En 1919, Emma Goldman et Berkman sont expulsés en Union soviétique. Reçus à bureaux ouverts par les nouvelles autorités, à commencer par Lénine (1870-1924) et Zinoviev (1883-1936), ils vont de déceptions en désillusions. Ainsi, ils sont les premiers à dénoncer la dictature bolcheviste et le capitalisme d’Etat qui étouffent la révolution russe. En parcourant leur « Arcadie soviétique » pour un projet de « Musée de la Révolution », ils découvrent de quoi se meurt vraiment le pays de leurs rêves – à commencer par ses hôpitaux : « La cause véritable, ce n’était pas tant le mauvais matériel ou le manque d’infirmières, c’était la machine omniprésente, la « cellule » communiste, les commissaires, les soupçons et la surveillance perpétuels. Des médecins et des chirurgiens avec des états de service remarquables et un dévouement touchant pour leur métier étaient entravés à chaque tournant et paralysés par l’atmosphère de terreur, de haine et de crainte  ».

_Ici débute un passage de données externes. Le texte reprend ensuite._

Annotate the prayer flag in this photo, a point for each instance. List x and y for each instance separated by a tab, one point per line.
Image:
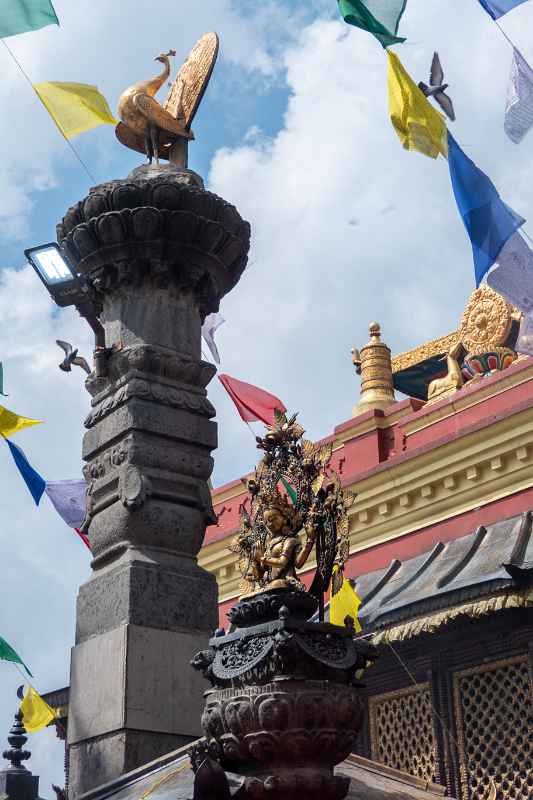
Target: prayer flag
345	603
20	16
74	107
209	328
8	654
11	423
251	402
379	17
36	713
2	380
68	499
489	222
512	276
32	479
519	110
497	8
524	342
419	126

D’autres dysfonctionnements et chocs, plus violents encore, ébranlent leur croyance et Emma fait ce constat : « La révolution russe était bien plus fondamentale que la française, et sa signification plus puissante et globale. Elle avait pénétré profondément la vie des masses du monde entier, et personne n’était en mesure de prévoir la riche moisson que l’humanité en tirerait. Les communistes, adhérant irrévocablement à l’idée d’un Etat centralisé, étaient condamnés à dévier le cours de la révolution. Puisqu’ils visaient la suprématie politique, ils étaient devenus inévitablement les jésuites du socialisme pour qui les fins justifiaient les moyens. Qui plus est, leurs méthodes paralysaient les énergies des masses et terrorisaient le peuple. Or, sans le peuple, sans la participation directe des travailleurs à la reconstruction du pays, rien de créatif ni d’essentiel ne pouvait être accompli  ».

Le 18 mars 1921, la répression du soulèvement des marins, soldats et ouvriers de Cronstadt, « jour anniversaire de la Commune de Paris », par Léon Trotsky, « commissaire de l’armée révolutionnaire de la République socialiste », sonne la fin de leur séjour soviétique. Elle et Sasha décident de fuir « l’horrible simulacre et les faux-semblants révolutionnaires » de cette « Lourdes socialiste moderne » vers laquelle affluent tous « les aveugles et les boiteux, les sourds et les muets en quête de remèdes miraculeux  ».

Dès lors commence pour eux une vie d’exil au gré des visas, en véritables vagabonds d’une intelligence collective en quête d’un lieu d’incarnation. Les deux révolutionnaires comprennent que les bolcheviks, « nonobstant leur obsession du pouvoir, n’auraient pas terrorisé aussi totalement le peuple russe si la psychologie de masse ne favorisait pas par nature la soumission  »...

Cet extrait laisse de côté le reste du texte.